\name{trinarySimilarity}
\alias{trinarySimilarity}
\title{
Computes the tanimoto similarity coefficient between the bioactivity profiles
of two compounds, each represented as a column in a compound vs. target sparse matrix
}
\description{
This computes tanimoto similarity coefficients between bioactivity profiles in a sparse matrix
aware way, where only commonly tested targets are considered.

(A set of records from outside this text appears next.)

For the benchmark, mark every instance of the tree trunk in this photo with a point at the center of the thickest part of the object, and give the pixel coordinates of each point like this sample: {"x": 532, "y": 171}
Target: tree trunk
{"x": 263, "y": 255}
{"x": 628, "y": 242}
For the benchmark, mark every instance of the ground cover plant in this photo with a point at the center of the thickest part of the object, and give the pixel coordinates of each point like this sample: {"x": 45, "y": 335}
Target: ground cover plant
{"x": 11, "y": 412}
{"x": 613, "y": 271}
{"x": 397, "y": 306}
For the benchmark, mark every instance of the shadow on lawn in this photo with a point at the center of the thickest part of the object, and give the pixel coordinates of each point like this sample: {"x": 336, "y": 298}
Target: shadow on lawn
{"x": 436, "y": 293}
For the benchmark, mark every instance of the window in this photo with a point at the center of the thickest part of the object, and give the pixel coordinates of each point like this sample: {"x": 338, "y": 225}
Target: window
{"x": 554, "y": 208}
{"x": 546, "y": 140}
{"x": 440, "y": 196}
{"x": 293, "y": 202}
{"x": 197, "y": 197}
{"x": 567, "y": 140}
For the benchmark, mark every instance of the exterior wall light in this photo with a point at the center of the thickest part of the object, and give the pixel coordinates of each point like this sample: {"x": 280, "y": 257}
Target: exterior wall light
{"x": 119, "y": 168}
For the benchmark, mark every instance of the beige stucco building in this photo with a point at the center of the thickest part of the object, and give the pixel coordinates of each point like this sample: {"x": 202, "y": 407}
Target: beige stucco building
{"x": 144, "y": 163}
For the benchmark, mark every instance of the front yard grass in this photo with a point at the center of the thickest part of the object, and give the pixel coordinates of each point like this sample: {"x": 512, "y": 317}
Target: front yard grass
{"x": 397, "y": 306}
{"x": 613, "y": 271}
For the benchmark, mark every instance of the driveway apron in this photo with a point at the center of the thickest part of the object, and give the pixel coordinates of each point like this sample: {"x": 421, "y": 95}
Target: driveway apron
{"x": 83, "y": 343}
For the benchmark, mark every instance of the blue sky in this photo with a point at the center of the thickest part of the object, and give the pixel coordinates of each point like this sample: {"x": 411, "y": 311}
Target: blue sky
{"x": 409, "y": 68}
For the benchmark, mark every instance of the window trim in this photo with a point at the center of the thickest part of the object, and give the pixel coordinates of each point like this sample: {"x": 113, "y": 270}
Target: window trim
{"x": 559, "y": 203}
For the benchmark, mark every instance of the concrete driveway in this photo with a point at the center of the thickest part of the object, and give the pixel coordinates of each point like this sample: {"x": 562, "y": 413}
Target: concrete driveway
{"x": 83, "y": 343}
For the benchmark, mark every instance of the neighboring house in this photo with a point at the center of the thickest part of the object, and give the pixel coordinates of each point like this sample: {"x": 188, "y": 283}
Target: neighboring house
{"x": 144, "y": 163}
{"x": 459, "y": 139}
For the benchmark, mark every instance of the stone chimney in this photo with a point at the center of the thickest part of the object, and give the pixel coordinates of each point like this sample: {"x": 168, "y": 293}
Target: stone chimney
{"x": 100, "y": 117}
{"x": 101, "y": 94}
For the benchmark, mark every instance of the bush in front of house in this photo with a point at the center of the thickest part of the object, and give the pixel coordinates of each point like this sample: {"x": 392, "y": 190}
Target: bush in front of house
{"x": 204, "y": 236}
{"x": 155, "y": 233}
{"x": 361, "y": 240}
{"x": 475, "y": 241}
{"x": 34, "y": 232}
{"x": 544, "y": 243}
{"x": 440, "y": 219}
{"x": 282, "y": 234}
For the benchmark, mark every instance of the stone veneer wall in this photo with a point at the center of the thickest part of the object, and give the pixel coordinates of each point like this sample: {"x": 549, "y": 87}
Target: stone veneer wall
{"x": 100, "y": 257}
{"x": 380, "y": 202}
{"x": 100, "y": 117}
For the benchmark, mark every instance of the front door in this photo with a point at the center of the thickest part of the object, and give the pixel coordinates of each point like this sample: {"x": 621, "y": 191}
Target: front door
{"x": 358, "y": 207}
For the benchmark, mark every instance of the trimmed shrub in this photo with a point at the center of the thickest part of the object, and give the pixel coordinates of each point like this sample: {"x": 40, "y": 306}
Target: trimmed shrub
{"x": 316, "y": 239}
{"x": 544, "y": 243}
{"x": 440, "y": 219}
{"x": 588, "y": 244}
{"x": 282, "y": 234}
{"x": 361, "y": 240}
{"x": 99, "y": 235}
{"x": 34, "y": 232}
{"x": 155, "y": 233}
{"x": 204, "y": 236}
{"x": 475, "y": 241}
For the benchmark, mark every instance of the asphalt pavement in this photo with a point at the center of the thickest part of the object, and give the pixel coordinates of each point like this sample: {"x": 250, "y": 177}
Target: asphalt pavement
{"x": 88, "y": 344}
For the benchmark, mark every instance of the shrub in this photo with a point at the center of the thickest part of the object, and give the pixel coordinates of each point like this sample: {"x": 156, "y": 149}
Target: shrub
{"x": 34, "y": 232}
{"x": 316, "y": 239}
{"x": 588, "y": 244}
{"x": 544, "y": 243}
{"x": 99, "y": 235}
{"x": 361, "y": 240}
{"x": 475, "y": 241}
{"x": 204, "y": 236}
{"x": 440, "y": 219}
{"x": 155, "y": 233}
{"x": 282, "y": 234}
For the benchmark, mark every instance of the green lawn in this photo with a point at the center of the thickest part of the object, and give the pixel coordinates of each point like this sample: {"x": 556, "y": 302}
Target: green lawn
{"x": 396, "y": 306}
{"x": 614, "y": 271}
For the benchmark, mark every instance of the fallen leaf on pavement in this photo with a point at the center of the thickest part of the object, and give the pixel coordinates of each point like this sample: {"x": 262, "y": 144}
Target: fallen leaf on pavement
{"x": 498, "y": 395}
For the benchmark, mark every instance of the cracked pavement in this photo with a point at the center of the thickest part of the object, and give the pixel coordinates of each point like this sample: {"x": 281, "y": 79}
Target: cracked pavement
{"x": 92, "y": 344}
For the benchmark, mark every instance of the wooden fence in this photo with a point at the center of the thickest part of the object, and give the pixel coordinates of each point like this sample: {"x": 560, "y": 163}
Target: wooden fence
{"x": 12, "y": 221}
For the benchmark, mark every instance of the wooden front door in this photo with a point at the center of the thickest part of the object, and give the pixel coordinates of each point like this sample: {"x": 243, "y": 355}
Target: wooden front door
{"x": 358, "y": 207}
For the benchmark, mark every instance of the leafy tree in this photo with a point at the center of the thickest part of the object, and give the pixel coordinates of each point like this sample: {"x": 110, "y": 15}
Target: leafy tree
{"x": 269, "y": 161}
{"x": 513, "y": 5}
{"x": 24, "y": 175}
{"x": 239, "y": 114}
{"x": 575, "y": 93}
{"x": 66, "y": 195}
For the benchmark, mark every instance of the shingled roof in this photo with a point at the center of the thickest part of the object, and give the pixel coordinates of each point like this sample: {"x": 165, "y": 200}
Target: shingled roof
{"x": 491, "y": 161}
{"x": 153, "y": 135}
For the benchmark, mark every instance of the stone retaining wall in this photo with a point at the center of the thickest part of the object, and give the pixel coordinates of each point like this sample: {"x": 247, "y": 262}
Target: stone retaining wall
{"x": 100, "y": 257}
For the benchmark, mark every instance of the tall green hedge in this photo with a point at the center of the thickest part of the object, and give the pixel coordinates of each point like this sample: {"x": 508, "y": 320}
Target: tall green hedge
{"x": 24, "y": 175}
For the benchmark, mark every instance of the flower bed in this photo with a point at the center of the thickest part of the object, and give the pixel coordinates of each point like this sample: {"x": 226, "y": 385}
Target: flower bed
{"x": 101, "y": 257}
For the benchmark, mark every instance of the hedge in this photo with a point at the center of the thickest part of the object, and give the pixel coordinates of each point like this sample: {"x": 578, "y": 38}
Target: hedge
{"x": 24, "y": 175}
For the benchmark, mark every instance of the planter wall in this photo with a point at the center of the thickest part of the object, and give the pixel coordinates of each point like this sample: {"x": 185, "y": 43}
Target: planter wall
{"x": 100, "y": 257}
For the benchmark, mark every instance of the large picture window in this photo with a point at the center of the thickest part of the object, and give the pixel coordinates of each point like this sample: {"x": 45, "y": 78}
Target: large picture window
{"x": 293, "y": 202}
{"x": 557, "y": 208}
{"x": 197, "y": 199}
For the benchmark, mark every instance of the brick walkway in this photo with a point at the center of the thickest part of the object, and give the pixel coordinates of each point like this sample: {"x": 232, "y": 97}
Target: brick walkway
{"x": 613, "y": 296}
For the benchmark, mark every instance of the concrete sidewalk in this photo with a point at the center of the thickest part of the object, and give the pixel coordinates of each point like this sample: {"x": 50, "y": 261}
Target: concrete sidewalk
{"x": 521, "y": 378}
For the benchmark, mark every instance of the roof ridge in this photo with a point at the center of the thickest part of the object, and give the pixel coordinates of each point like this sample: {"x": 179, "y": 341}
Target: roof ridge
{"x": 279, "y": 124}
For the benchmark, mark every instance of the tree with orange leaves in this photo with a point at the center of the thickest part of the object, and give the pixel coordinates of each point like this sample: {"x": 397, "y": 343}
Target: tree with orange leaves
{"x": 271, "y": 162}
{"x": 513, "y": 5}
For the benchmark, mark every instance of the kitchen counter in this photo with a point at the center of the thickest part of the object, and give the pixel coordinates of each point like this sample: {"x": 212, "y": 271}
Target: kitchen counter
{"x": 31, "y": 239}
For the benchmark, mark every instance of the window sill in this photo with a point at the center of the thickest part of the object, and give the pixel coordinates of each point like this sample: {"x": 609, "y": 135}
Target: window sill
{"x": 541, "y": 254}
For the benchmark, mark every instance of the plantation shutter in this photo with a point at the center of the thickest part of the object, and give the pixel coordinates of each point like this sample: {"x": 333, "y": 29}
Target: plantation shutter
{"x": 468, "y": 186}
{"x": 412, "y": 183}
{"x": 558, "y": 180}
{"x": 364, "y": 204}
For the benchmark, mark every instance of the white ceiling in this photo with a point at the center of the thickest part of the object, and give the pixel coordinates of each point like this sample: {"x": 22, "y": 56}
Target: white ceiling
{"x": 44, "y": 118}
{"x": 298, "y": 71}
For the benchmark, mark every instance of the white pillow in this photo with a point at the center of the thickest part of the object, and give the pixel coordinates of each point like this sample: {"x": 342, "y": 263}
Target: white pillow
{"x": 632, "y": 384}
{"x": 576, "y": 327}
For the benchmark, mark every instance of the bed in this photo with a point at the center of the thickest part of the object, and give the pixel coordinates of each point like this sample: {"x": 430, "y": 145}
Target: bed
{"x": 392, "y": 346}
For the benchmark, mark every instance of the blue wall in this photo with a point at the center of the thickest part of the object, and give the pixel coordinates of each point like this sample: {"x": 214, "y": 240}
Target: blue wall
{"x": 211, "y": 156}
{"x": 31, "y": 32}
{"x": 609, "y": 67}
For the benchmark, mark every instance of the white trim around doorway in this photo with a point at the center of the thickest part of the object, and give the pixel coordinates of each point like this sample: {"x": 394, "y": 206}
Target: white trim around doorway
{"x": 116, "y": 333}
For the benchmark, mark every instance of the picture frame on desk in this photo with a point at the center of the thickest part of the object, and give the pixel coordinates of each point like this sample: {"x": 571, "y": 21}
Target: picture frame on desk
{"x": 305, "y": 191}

The computation is trinary in that
each compound is a column in a compound vs target matrix with three possible values 
(2=active, 1=inactive, 0=untested or inconclusive) as generated by the \code{perTargetMatrix} function.
A comparison will return a value of NA unless one of the two minimum thresholds is satisfied,
either a minimum number of shared screened targets, or a minimum number of shared active targets
as performed in Dancik, V. et al. (see references).
}
\usage{
trinarySimilarity(queryMatrix, targetMatrix, 
    minSharedScreenedTargets = 12, minSharedActiveTargets = 3)
}
\arguments{
  \item{queryMatrix}{
     This is a compound vs. target sparse matrix representing the bioactivity profiles for one
   compounds across one or more assays or targets. The format must be a
    \code{dgCMatrix} sparse matrix as computed by the \code{perTargetMatrix} function with the option
    \code{useNumericScores = FALSE}. This should be a single column representing the bioactivity
    profile for a single compound. This can be extracted from a larger compound vs. target
    sparse matrix with queryMatrix[,colNumber,drop=FALSE] where colNumber is the desired compound
    column number.
}
  \item{targetMatrix}{
   This is a compound vs. target sparse matrix representing the bioactivity profiles for one or more
   compounds across one or more assays or targets. The format must be 
    \code{dgCMatrix} sparse matrix as computed by the \code{perTargetMatrix} function with the option
    \code{useNumericScores = FALSE}. Similarity will be computed between the query and each
    column of this matrix individually.
}
  \item{minSharedScreenedTargets}{
    A \code{numeric} value specifying the minimum number of shared screened targets needed for a meaningful
    similarity computation. If both this threshold and \code{minSharedActiveTargets} are unsatisfied,
    the returned result will be \code{NA} instead of a computed value. The default of 12 was determined
    taken from Dancik, V. et al. (see references) as experimentally determined to result in meaningful
    predictions.
}
  \item{minSharedActiveTargets}{
    A \code{numeric} value specifying the minimum number of shared active targets needed for a meaningful
    similarity computation. If both this threshold and \code{minSharedScreenedTargets} are unsatisfied,
    the returned result will be \code{NA} instead of a computed value. The default of 3 was determined
    taken from Dancik, V. et al. (see references) as experimentally determined to result in meaningful
    predictions.
}
}
\value{
A \code{numeric} vector where each element represents the tanimoto similarity between
the \code{queryMatrix} and a given row in the \code{targetMatrix} where only the shared
set of commonly screened targets is considered. If both the \code{minSharedScreenedTargets}
and \code{minSharedActiveTargets} thresholds are unsatisfied, an \code{NA} will be returned for the
given similarity value.
An \code{NA} will also be returned if the tanimoto coefficient is undefined due
to a zero in the denominator, which occurs when neither compound was found active
against any of the commonly screened targets.
}
\references{
Tanimoto similarity coefficient: Tanimoto TT (1957) IBM Internal Report 17th Nov see also Jaccard P (1901) Bulletin del la Societe Vaudoisedes Sciences Naturelles 37, 241-272.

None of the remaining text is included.